The aging of the mechanic workforce and anticipated retirements could not come at a worse time for the industry, as it gears up to accommodate the larger fleet. The median age of aviation mechanics in the United States is 51 years old, nine years higher than the median age for the broader US workforce according to the Bureau of Labor Statistics. At the same time, relatively few millennials are looking to train as aviation mechanics. When asked why it was difficult to recruit, 51 percent of survey respondents identified wages and benefits as an obstacle.
Additional survey findings include:
- The world’s major airlines are slated to add 20,444 planes, of which 17,390 are new technology aircraft, and retire 10,311 older planes. By 2027, 58 percent of the global fleet will be newer generation aircraft.
- Mechanics will need the skill sets to work not only on the newest planes, but also on those that have been flying for 20 years.
- Roughly 30 percent of mechanics who train for the airline industry find careers in other industries, due to better pay, improved working hours, and other attractive job incentives.
- Technology offers some hope to ease the impact of the labor shortage through productivity enhancements and operational improvements; if IT spending is adequately prioritized.
- With a shortage of skilled technical labor, airlines will likely protect their daily operations by drawing existing skilled workers into their line maintenance programs to the detriment of third-party maintenance providers.
- In the near term, airlines will continue to focus on operational reliability, at the possible expense of turnaround times for scheduled maintenance and components.
- An increase in out-of-service time will potentially require a shift in asset management strategies. The industry may give back some of the efficiency gains made and hold more spares.
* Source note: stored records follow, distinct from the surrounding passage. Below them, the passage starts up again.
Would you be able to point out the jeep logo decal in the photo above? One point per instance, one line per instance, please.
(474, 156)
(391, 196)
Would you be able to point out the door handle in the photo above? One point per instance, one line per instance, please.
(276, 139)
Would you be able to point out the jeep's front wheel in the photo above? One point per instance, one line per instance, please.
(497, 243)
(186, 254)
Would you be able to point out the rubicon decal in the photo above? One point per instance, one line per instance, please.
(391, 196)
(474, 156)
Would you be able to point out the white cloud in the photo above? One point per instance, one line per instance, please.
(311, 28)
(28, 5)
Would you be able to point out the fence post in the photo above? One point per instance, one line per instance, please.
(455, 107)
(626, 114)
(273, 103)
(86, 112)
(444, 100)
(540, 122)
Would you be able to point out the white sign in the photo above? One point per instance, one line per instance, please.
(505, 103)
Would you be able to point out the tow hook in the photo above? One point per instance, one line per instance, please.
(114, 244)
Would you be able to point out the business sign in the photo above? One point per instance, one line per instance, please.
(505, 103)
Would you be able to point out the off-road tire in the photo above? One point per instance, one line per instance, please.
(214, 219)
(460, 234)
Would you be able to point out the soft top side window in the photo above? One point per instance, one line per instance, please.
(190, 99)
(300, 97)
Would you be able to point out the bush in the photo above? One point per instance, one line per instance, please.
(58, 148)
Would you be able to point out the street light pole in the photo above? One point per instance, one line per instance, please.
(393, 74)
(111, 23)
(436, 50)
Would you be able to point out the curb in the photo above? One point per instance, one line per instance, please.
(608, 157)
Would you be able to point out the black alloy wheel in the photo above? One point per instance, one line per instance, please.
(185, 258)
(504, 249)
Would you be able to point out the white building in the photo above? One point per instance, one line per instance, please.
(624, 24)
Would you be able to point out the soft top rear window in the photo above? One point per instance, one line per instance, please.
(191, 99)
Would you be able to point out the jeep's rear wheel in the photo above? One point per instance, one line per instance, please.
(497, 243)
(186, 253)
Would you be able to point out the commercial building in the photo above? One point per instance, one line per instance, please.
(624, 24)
“The industry is facing a variety of challenges and some can be remedied by a combination of improved efficiencies driven by new technology solutions and increased wages to attract new talent,” added Prentice. “However, this may take up to a decade to achieve, leaving the industry at a crossroads in the meantime.”
About the MRO Survey
In its second decade, Oliver Wyman surveys a range of executives from across the aviation industry cross key trends and emerging issues in the MRO sector. Sixty-three percent of this year’s respondents to the annual survey were senior executives — either in C-suite posts or vice president or above, and 85 percent were director level or above. More than half (55%) were located in North America.